Portanto, posterior aos encaminhamentos para abertura do Conselho de Justificação (21 de dezembro de 2022). Ressalta-se que a avaliação do Conselho de Justificação é balizada pela Lei Nº 5277, de 25 de novembro de 1976, que dispõe sobre a constituição e funcionamento dos Conselhos de Justificação da Polícia Militar e dá outras providências.
Com isso, ressalta-se que a avaliação limita-se ao previsto na forma da lei. O Conselho de Justificação é composto de três oficiais da ativa de posto superior ao do acusado. O membro mais antigo do Conselho de Justificação, sempre oficial superior da ativa, é o Presidente, o que se lhe segue em antiguidade é o interrogante e relator, e o mais moderno o escrivão.
Não podendo integrar o Conselho de Justificação o oficial que formulou a acusação, oficiais que tenham entre si, com o acusador ou com o acusado, parentesco, consangüíneo ou afim na linha reta, ou até quarto grau de consangüinidade colateral, ou de natureza civil ou os oficiais subalternos.

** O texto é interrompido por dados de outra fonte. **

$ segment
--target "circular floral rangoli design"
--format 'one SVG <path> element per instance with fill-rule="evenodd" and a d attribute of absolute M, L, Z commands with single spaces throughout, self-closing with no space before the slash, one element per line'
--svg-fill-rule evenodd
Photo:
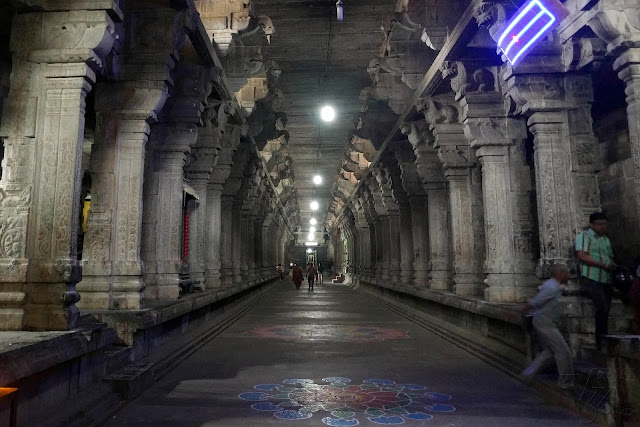
<path fill-rule="evenodd" d="M 403 329 L 371 325 L 261 325 L 247 332 L 260 338 L 284 341 L 339 341 L 369 343 L 409 338 Z"/>
<path fill-rule="evenodd" d="M 453 412 L 448 394 L 427 390 L 418 384 L 396 384 L 383 379 L 350 385 L 343 377 L 323 378 L 325 384 L 308 379 L 288 379 L 282 384 L 259 384 L 238 397 L 256 402 L 251 408 L 272 412 L 283 420 L 303 420 L 315 413 L 328 413 L 322 422 L 329 426 L 356 426 L 368 419 L 376 424 L 404 424 L 430 420 L 433 413 Z"/>

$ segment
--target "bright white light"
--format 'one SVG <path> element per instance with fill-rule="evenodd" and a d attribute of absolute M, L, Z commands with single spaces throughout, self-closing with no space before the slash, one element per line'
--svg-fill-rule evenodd
<path fill-rule="evenodd" d="M 333 121 L 333 119 L 336 118 L 336 110 L 334 110 L 333 107 L 325 105 L 322 107 L 322 110 L 320 110 L 320 117 L 325 122 Z"/>

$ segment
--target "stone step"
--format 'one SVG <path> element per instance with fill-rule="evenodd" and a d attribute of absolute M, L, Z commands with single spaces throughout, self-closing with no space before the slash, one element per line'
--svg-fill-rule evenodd
<path fill-rule="evenodd" d="M 153 363 L 128 365 L 104 378 L 104 381 L 111 385 L 113 391 L 125 400 L 140 395 L 153 384 L 154 380 Z"/>

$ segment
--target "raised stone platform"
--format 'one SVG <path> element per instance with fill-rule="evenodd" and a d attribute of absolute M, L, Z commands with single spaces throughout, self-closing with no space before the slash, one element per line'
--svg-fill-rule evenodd
<path fill-rule="evenodd" d="M 156 301 L 144 310 L 86 312 L 72 331 L 0 332 L 0 387 L 19 389 L 18 425 L 102 421 L 123 397 L 144 390 L 242 315 L 274 279 Z M 0 425 L 9 413 L 0 405 Z"/>

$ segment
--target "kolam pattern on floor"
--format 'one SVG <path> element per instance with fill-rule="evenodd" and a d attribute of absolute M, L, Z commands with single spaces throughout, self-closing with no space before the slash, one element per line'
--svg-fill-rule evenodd
<path fill-rule="evenodd" d="M 258 384 L 241 393 L 242 400 L 255 402 L 251 408 L 270 412 L 283 420 L 305 420 L 318 414 L 329 426 L 356 426 L 369 420 L 375 424 L 404 424 L 432 419 L 434 413 L 454 412 L 443 403 L 448 394 L 430 391 L 419 384 L 397 384 L 386 379 L 367 379 L 351 385 L 344 377 L 286 379 L 282 384 Z"/>

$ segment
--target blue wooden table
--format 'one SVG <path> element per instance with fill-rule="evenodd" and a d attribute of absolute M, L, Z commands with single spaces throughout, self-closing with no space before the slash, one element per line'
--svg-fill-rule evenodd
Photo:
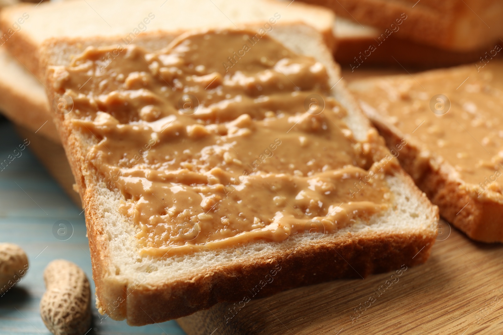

À Major Lumen, Justificante do Conselho, é assegurada ampla defesa, tendo ela, após o interrogatório, prazo de 5 (cinco) dias para oferecer suas razões por escrito, devendo o Conselho de Justificação fornecer-lhe o libelo acusatório onde se contenham com minúcias, o relato dos fatos e a descrição dos atos que lhe são imputados. Ela deve estar presente a todas as sessões do Conselho de Justificação, exceto à sessão secreta de elaboração do relatório. O prazo para conclusão dos trabalhos do Conselho é de 30 dias."